David Ring, MD, PhD, the associate dean for comprehensive care at Dell Medical School at the University of Texas at Austin, told Healthline that prior to intense marketing of opioid drugs by pharmaceutical companies such as Purdue Pharma over the past few decades, opioids were rarely used to treat chronic pain.
“We only use opiates for acute pain,” such as after surgery, Dr. Ring said.
John Xerogeanes, MD, chief of sports medicine and professor of orthopaedic surgery at the Emory University School of Medicine in Georgia, told Healthline that the findings make a strong case for choosing other interventions over opiates for pain management.
“People think you take these drugs and your pain magically disappears, but really they just distract you by making you tired or feeling dystrophic,” he said. “They don’t really get rid of the pain.”
Even for postsurgical pain, Dr. Xerogeanes said a mix of the common pain reliever Tylenol and NSAID-class anti-inflammatory drugs such as ibuprofen are more effective than opioid drugs.
“The last thing you want to do for someone with chronic pain is give them opioids,” he said. “Not only will they suffer side effects [such as constipation], but over the long run they can become dependent on these drugs.”
“Standard care for [osteoarthritis] has never been opioids,” Xerogeanes said.
Despite this fact, Bannuru told Healthline, “[Osteoarthritis] is still a major contributor to opioid consumption both in the U.S. and abroad.”
“For example, in a large European observational study that was just published this year, opioid prescription rates within the first year of knee or hip [osteoarthritis] diagnosis were shown to range from 15 percent to 21 percent,” he said.
Xerogeanes acknowledged that the physicians’ toolbox is limited when it comes to mitigating chronic pain from osteoarthritis.
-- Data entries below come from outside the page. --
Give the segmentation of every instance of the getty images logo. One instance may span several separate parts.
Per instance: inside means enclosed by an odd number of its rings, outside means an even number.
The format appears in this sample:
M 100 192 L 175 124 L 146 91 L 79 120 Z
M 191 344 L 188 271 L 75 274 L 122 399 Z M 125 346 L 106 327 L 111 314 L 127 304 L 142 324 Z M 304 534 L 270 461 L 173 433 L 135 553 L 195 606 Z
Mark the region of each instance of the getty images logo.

“Non-medications that work well include contrasting heat and ice,” he said. Exercise can help ease knee pain, he added.
“For long-term management of knee and hip [osteoarthritis] symptoms, dietary management and regular physical activity are always recommended,” Bannuru said. “More awareness is being raised about the potential benefits of mind-body interventions as well.”
Ring said that mental attitude can often be as effective in pain management as medication may be.
The human body has an “inner pharmacy” that produces its own opiate chemicals, he said, and can be activated by such diverse factors as placebos, cognitive behavioral therapy, or even just the reinforcement of getting good care from doctors and nurses and support from friends and family.
“Being pharma-centric can be problematic, opioid or otherwise,” he said.
Ring noted that while 1 in 5 Americans report experiencing chronic pain, far fewer define themselves as being “ill with pain,” suggesting that they have found coping mechanisms to adapt (and even accept) the discomfort that sometimes accompanies age or injury.
“If your inner narrative [about pain] is a healthy one, you can deal with it much better,” he said.